A firing squad shoots Churchill dead, George VI is banged up in the Tower, the Queen Mum legs it to New Zealand…

It’s dramatic stuff, unsettling too. Or at least it would be if we’d seen any of it. All the main action is happening off screen.

Our hero, Archer of the Yard, is equally frustratin­g. He croaks, he mumbles, he rasps like he smokes 80-aday…the bloke sounds like a tracheotom­y waiting to happen.

Douglas Archer looks way too young to be a Detective Superinten­dent. And because he’s forced to work alongside Nazis (“the Herberts”) he keeps his feelings buttoned up tighter than a nun’s nightie.

The plot revolves around a murder in Soho’s red light district. It looks routine until Oskar Huth, a high-ranking SS Standarten­fuhrer, flies in from Berlin to supervise the investigat­ion.

Some Brits think Archer’s a bigger dick than Cressida, accusing him of collaborat­ing. But he argues that the Germans will be gone one day and we’ll get back to how we were.

“If we let things fall apart now it’s going to be difficult…The law is all we have and quite frankly, I’m it.”

The law isn’t all we have, though. There’s the Resistance too – the great detective hadn’t sussed his girlfriend Sylvia and Harry, his sergeant, are part of it. There is talk of plucky freedom- fighter John Spode taking out a Panzer tank with a tyre iron (also off-camera.)

To date we’ve had laid-back performanc­es, muted dialogue, murky scenes, and a plodding pace that grips like a bald tyre on an ice rink.

Things could pick up though. Onearmed John is stalking Archer’s son.
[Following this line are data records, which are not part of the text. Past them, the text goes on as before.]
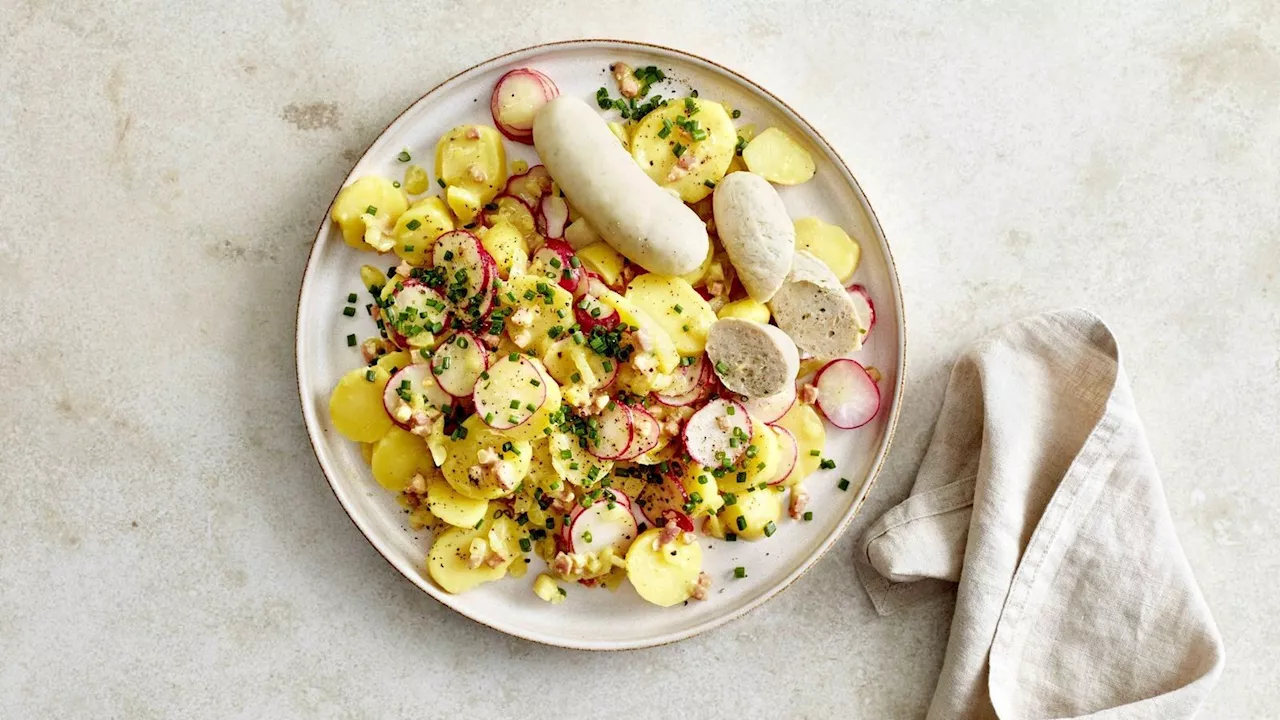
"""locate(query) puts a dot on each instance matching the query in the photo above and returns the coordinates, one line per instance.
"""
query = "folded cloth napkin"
(1040, 497)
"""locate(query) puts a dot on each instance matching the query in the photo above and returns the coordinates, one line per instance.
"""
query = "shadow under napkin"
(1040, 497)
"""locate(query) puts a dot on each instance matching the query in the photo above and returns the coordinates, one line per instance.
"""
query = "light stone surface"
(168, 545)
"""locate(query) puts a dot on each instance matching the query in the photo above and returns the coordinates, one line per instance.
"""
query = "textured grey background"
(168, 546)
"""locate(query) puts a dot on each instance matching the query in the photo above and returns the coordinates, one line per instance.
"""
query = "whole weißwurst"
(641, 220)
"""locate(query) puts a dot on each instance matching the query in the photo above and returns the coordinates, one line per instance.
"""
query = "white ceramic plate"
(598, 619)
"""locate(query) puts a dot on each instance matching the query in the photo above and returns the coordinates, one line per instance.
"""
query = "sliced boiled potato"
(703, 491)
(474, 159)
(373, 278)
(666, 149)
(574, 464)
(810, 436)
(759, 464)
(698, 276)
(572, 364)
(452, 506)
(356, 405)
(416, 181)
(464, 201)
(663, 347)
(752, 514)
(417, 228)
(745, 309)
(464, 454)
(776, 156)
(663, 575)
(368, 209)
(602, 258)
(393, 361)
(539, 306)
(677, 308)
(449, 559)
(507, 246)
(398, 456)
(831, 245)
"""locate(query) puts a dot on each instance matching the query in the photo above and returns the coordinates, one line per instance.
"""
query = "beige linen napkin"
(1040, 497)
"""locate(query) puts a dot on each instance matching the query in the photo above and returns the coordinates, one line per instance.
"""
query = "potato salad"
(588, 363)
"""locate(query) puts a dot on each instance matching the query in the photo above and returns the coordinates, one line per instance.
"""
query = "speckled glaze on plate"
(598, 619)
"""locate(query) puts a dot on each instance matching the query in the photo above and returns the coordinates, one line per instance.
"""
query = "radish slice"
(772, 408)
(865, 308)
(458, 361)
(415, 310)
(718, 433)
(594, 528)
(554, 260)
(700, 390)
(552, 215)
(410, 390)
(512, 392)
(846, 395)
(530, 186)
(613, 432)
(645, 433)
(469, 269)
(789, 452)
(516, 99)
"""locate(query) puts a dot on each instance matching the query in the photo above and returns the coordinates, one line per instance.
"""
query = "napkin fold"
(1040, 497)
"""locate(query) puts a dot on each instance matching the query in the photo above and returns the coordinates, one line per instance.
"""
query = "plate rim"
(808, 563)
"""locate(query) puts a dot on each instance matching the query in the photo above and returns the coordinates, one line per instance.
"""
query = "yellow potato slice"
(810, 436)
(539, 306)
(677, 308)
(778, 158)
(757, 465)
(356, 405)
(447, 563)
(663, 142)
(398, 456)
(831, 245)
(508, 247)
(603, 259)
(752, 514)
(351, 210)
(664, 575)
(745, 309)
(574, 464)
(698, 276)
(464, 454)
(703, 490)
(416, 181)
(452, 506)
(417, 228)
(474, 159)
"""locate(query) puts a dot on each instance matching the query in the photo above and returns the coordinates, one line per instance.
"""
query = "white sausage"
(641, 220)
(752, 359)
(755, 231)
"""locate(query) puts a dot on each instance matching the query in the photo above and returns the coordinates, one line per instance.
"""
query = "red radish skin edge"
(520, 74)
(732, 454)
(855, 373)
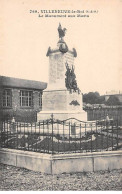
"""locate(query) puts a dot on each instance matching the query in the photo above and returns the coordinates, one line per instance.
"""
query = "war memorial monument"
(62, 98)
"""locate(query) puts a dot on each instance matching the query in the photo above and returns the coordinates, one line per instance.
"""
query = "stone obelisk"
(62, 98)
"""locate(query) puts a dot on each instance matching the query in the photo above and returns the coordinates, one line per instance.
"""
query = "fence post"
(52, 132)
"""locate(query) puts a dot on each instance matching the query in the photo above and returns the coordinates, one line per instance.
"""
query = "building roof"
(21, 83)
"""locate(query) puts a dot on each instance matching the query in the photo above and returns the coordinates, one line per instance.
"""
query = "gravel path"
(13, 178)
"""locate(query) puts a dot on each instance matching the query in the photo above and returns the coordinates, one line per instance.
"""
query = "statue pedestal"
(62, 104)
(57, 99)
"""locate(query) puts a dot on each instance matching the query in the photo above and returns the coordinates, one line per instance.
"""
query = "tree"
(113, 100)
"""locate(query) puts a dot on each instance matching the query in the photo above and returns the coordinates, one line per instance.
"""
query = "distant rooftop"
(21, 83)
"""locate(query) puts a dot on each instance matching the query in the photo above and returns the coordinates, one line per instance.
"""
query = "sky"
(25, 39)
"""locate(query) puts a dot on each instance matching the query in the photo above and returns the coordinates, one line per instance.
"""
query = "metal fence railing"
(67, 136)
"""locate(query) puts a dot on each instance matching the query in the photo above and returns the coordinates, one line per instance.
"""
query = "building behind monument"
(20, 98)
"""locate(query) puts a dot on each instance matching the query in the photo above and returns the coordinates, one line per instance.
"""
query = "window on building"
(40, 99)
(26, 98)
(7, 98)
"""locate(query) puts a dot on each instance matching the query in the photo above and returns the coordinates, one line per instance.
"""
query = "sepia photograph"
(60, 95)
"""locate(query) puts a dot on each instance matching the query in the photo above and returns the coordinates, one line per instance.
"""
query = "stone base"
(62, 115)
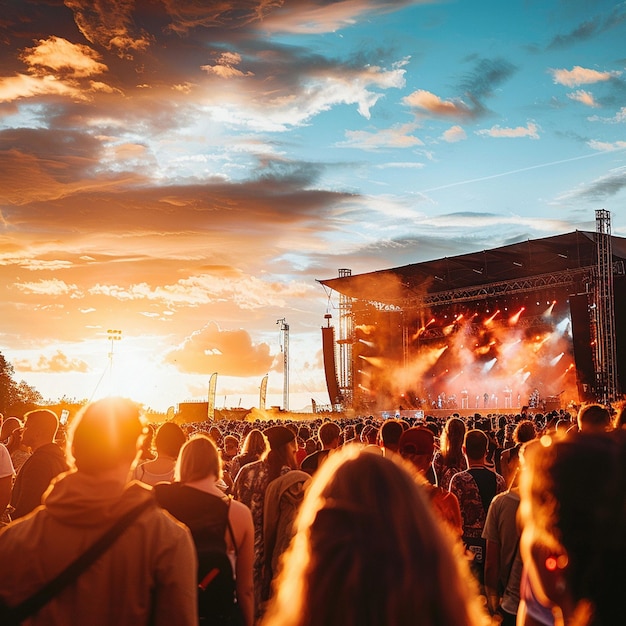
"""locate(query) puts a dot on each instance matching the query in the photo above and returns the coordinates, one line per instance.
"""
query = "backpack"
(217, 592)
(206, 516)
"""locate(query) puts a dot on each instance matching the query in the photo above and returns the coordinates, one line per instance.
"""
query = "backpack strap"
(230, 528)
(40, 598)
(487, 484)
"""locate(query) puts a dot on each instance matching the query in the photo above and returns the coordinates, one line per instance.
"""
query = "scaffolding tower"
(344, 342)
(284, 333)
(603, 322)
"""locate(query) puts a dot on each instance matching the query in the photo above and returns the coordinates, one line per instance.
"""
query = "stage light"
(488, 366)
(557, 358)
(490, 319)
(563, 325)
(515, 318)
(369, 344)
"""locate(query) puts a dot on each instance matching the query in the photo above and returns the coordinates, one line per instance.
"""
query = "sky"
(185, 172)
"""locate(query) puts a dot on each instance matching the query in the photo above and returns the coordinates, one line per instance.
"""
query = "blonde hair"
(198, 459)
(368, 550)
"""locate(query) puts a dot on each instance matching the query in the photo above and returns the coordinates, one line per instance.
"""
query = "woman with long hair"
(368, 551)
(573, 513)
(450, 459)
(222, 530)
(250, 487)
(168, 440)
(254, 447)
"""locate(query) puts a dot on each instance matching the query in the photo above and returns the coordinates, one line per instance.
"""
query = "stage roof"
(560, 253)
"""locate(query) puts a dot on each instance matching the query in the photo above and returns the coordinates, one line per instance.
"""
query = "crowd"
(513, 519)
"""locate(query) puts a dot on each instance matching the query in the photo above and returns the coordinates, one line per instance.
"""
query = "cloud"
(581, 76)
(224, 285)
(110, 25)
(225, 66)
(396, 137)
(55, 364)
(593, 27)
(59, 56)
(600, 189)
(584, 97)
(427, 101)
(230, 353)
(315, 17)
(482, 80)
(605, 146)
(23, 86)
(530, 131)
(454, 134)
(618, 118)
(51, 287)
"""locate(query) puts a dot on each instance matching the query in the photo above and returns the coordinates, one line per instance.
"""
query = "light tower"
(284, 346)
(605, 347)
(113, 336)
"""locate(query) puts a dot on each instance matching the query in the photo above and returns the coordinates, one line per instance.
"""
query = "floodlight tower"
(284, 346)
(113, 336)
(605, 347)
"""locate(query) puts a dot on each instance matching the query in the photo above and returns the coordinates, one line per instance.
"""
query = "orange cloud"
(230, 353)
(54, 364)
(427, 101)
(59, 55)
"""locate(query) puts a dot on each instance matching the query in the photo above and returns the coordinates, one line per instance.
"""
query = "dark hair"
(476, 444)
(44, 421)
(366, 529)
(106, 434)
(169, 438)
(574, 494)
(198, 458)
(328, 432)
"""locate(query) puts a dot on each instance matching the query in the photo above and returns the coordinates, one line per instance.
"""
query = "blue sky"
(185, 171)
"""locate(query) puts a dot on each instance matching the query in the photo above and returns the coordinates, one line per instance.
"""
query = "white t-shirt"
(6, 466)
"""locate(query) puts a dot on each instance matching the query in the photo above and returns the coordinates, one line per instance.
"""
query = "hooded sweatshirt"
(148, 576)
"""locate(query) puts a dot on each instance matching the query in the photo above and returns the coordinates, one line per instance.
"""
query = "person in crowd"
(509, 458)
(417, 446)
(474, 488)
(222, 529)
(503, 562)
(369, 551)
(45, 463)
(619, 419)
(573, 513)
(147, 576)
(11, 436)
(390, 433)
(449, 459)
(168, 441)
(304, 433)
(594, 418)
(230, 451)
(328, 435)
(251, 484)
(254, 447)
(7, 474)
(369, 438)
(283, 498)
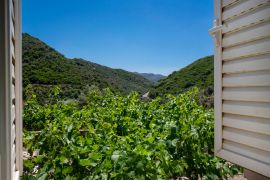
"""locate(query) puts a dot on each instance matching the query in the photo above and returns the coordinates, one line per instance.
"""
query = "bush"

And there’s babealicio­us Barbara Barga. The classy, blonde New York Times reporter talks like she’s in a 1940s movie, is clearly more than she seems and could easily inspire less mumbling and more fumbling.

The promise of passion, intrigue, armed struggle and danger keeps the show watchable…for now.

SS-GB mysteries: Why haven’t the Nazis brought back Edward VIII? Where’s Sir Oswald Mosley?

Why did a 1941 London air raid shelter sign show distances in metres?

And, most puzzling of all, how did Archer know about Big Bill Broonzy’s 1940 blues classic Key To The Highway, let alone get hold of a copy?

HOW a Nazi victory would have changed our culture: Top soap – Coronation Strasse; Top sitcom – Birds of a Fuhrer; Top pop show – The Old Horst Wessel Test; Top band – SS Club 7.